Final answer:
Manufactured and mobile homes are considered personal property due to their mobility, lack of permanent attachment to land, and different tax treatment compared to real estate. They can, however, be reclassified as real estate under certain circumstances, such as when permanently affixed to owned land.
Step-by-step explanation:
Manufactured homes and mobile homes are considered personal property because they meet specific criteria distinguishing them from real estate. These types of homes are often easily movable, which sets them apart from traditional houses that are permanently affixed to the land. Secondly, they are not permanently attached to the land; this means that the attachment to the land is either non-existent or temporary, allowing for the mobility of the home. Lastly, in many jurisdictions, manufactured and mobile homes are not subject to real estate taxes, but rather to personal property taxes or other forms of taxation that can differ from those applied to real estate.

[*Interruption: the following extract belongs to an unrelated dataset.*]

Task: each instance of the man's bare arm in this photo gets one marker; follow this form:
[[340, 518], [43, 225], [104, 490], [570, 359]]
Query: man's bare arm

It's important to note that while these homes may be considered personal property, they can be reclassified as real estate under certain conditions — for instance, if they are permanently affixed to land that the owner also holds. Real estate usually comprises things that are not movable, such as a house permanently attached to a piece of land. Also, real estate is often subject to real estate taxes based on its value and location.
Ultimately, the distinction comes down to the physical nature of the property, its mobility, and the way it is taxed. Understanding these differences is essential for proper legal and financial handling of such properties.